As the record does not disclose the constitutional grounds on which the appellant challenged the validity of the statute, our review will be limited to the single question arising under the Federal Constitution which was considered in the opinion of the court below. Saltonstall v. Saltonstall, 276 U.S. 260. We need not, therefore, elaborate the rule that the Constitution does not forbid the creation of new rights, or the abolition of old ones recognized by the common law, to attain a permissible legislative object. See Louis Pizitz Dry Goods Co. v. Yeldell, 274 U.S. 112, 116; New York Central R. Co. v. White, 243 U.S. 188; Mountain Timber Co. v. Washington, 243 U.S. 219; Wilmington Mining Co. v. Fulton, 205 U.S. 60, 74.
The use of the automobile as an instrument of transportation is peculiarly the subject of regulation. We can not assume that there are no evils to be corrected or permissible social objects to be gained by the present statute. We are not unaware of the increasing frequency of litigation in which passengers carried gratuitously in automobiles, often casual guests or licensees, have sought the recovery of large sums for injuries alleged to have been due to negligent operation. In some jurisdictions it has been judicially determined that a lower standard of care should be exacted where the carriage in any type of vehicle is gratuitous. See Massaletti v. Fitzroy, 228 Mass. 487; Marcienowski v. Sanders, 252 Mass. 65; Epps v. Parrish, 26 Ga. App. 399. Whether there has been a serious increase in the olevils of vexatious litigation in this class of cases, where the carriage is by automobile, is for legislative determination and, if found, may well be the basis of legislative action further restricting the liability. Its wisdom is not the concern of courts.
It is said that the vice in the statute is not that it distinguishes between passengers who pay and those who do not, but between gratuitous passengers in automobiles and those in other classes of vehicles. But it is not so evident that no grounds exist for the distinction that we can say a priori that the classification is one forbidden as without basis, and arbitrary. See Clarke v. Deckebach, 274 U.S. 392, 397.

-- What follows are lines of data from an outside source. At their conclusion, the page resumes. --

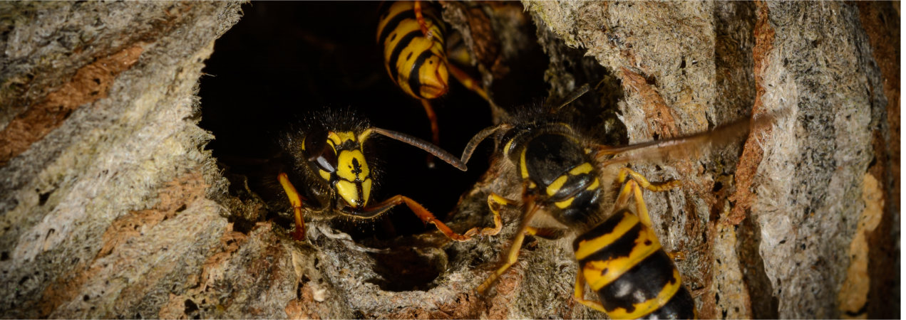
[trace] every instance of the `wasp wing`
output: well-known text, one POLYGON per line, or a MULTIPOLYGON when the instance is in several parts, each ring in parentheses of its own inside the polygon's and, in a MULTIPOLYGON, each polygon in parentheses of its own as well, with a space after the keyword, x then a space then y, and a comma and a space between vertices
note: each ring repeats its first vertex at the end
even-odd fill
POLYGON ((636 161, 664 162, 670 159, 696 158, 712 147, 737 141, 751 131, 760 131, 774 122, 775 116, 764 115, 754 120, 747 118, 718 127, 710 131, 664 140, 623 146, 598 146, 596 156, 602 166, 636 161), (607 159, 609 155, 612 157, 607 159))

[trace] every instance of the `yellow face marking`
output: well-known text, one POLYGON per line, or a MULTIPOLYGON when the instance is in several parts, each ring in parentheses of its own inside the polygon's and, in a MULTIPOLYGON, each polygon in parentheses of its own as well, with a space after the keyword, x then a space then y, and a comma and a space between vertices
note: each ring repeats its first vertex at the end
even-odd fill
POLYGON ((592 164, 586 162, 584 164, 579 165, 579 166, 573 168, 573 170, 570 170, 569 174, 572 175, 576 175, 582 174, 588 174, 590 172, 592 172, 592 164))
POLYGON ((337 193, 346 201, 350 206, 359 208, 359 190, 355 187, 355 183, 340 180, 337 182, 337 193))
POLYGON ((641 229, 639 238, 635 240, 635 246, 632 247, 628 257, 612 259, 606 261, 590 261, 583 266, 583 274, 588 279, 589 287, 597 291, 659 250, 660 250, 660 242, 658 241, 654 231, 645 227, 641 229), (603 270, 607 270, 607 272, 602 274, 603 270))
POLYGON ((554 180, 554 182, 547 186, 547 195, 554 195, 560 191, 560 188, 564 186, 564 184, 566 184, 566 178, 567 177, 565 175, 561 175, 556 180, 554 180))
POLYGON ((519 155, 519 173, 523 179, 528 179, 528 167, 525 166, 525 149, 522 149, 522 155, 519 155))
POLYGON ((368 205, 368 199, 371 195, 371 179, 368 178, 361 182, 361 193, 364 193, 365 201, 361 202, 362 206, 368 205))
POLYGON ((597 188, 597 187, 598 187, 598 184, 598 184, 598 178, 597 178, 597 177, 595 177, 595 178, 594 178, 594 182, 593 182, 593 183, 592 183, 592 184, 590 184, 590 185, 588 186, 588 188, 585 188, 585 190, 588 190, 588 191, 592 191, 592 190, 594 190, 595 188, 597 188))
POLYGON ((598 249, 613 243, 613 241, 622 237, 626 231, 629 231, 630 229, 632 229, 638 223, 639 217, 636 217, 634 214, 624 213, 622 220, 617 223, 616 227, 613 227, 613 231, 611 233, 580 241, 579 248, 575 249, 575 259, 583 259, 585 257, 598 251, 598 249))
POLYGON ((633 304, 632 306, 635 309, 632 312, 626 312, 626 309, 618 307, 613 311, 608 312, 607 315, 610 315, 612 319, 638 319, 666 305, 680 291, 680 286, 682 285, 680 283, 680 271, 674 268, 673 283, 670 284, 668 282, 667 286, 664 286, 664 288, 658 293, 658 296, 641 303, 633 304))
POLYGON ((573 200, 575 200, 575 197, 571 197, 562 202, 554 202, 554 204, 556 205, 557 208, 566 209, 566 207, 568 207, 570 204, 573 204, 573 200))
POLYGON ((346 181, 363 181, 371 174, 360 150, 342 150, 337 156, 337 175, 346 181))

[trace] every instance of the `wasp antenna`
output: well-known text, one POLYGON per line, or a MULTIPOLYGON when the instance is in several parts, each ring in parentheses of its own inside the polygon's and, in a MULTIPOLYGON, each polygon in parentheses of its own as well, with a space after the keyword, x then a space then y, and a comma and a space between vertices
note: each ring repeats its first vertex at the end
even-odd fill
POLYGON ((573 101, 575 101, 575 99, 579 99, 579 97, 582 97, 583 95, 585 94, 585 92, 588 92, 588 88, 589 88, 588 83, 585 83, 582 85, 582 87, 579 87, 578 89, 573 90, 573 92, 570 92, 569 95, 566 96, 566 99, 564 99, 563 102, 560 102, 560 105, 551 108, 551 113, 557 113, 560 111, 561 108, 566 107, 566 105, 573 103, 573 101))
POLYGON ((434 155, 434 156, 437 156, 439 159, 443 160, 444 162, 446 162, 448 164, 450 164, 450 165, 455 166, 457 169, 459 169, 459 170, 462 170, 462 171, 466 171, 467 170, 466 163, 465 162, 459 161, 459 159, 457 159, 456 156, 453 155, 453 154, 450 154, 450 153, 445 151, 444 149, 441 149, 440 147, 439 147, 437 146, 431 145, 428 141, 417 138, 415 136, 410 136, 410 135, 407 135, 407 134, 404 134, 404 133, 401 133, 401 132, 396 132, 396 131, 391 131, 391 130, 387 130, 387 129, 381 129, 380 127, 371 127, 368 130, 371 130, 372 133, 381 134, 381 136, 384 136, 392 138, 394 140, 397 140, 397 141, 400 141, 400 142, 403 142, 403 143, 409 144, 410 146, 416 146, 416 147, 418 147, 419 149, 428 151, 428 153, 429 153, 431 155, 434 155))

Granted that the liability to be imposed upon those who operate any kind of vehicle for the benefit of a mere guest or licensee is an appropriate subject of legislative restriction, there is no constitutional requirement that a regulation, in other respects permissible, must reach every class to which it might be applied — that the legislature must be held rigidly to the choice of regulating all or none. Patsone v. Pennsylvania, 232 U.S. 138, 144; Miller v. Wilson, 236 U.S. 373, 382, 384; International Harvester Co. v. Missouri, 234 U.S. 199, 215; Barrett v. Indiana, 229 U.S. 26, 29 (1913). In this day of almost universal highway transportation by motor car, we cannot say that abuses originating in the multiplicity of suits growing out of the gratuitous carriage of passengers in automobiles do not present so conspicuous an example of what the legislature may regard as an evil, as to justify legislation aimed at it, even though some abuses may not be hit. Carroll v. Greenwich Ins. Co., 199 U.S. 401, 411; Bryant v. Zimmerman, 278 U.S. 63, 73. It is enough that the present statute strikes at the evil where it is felt and reaches the class of cases where it most frequently occurs.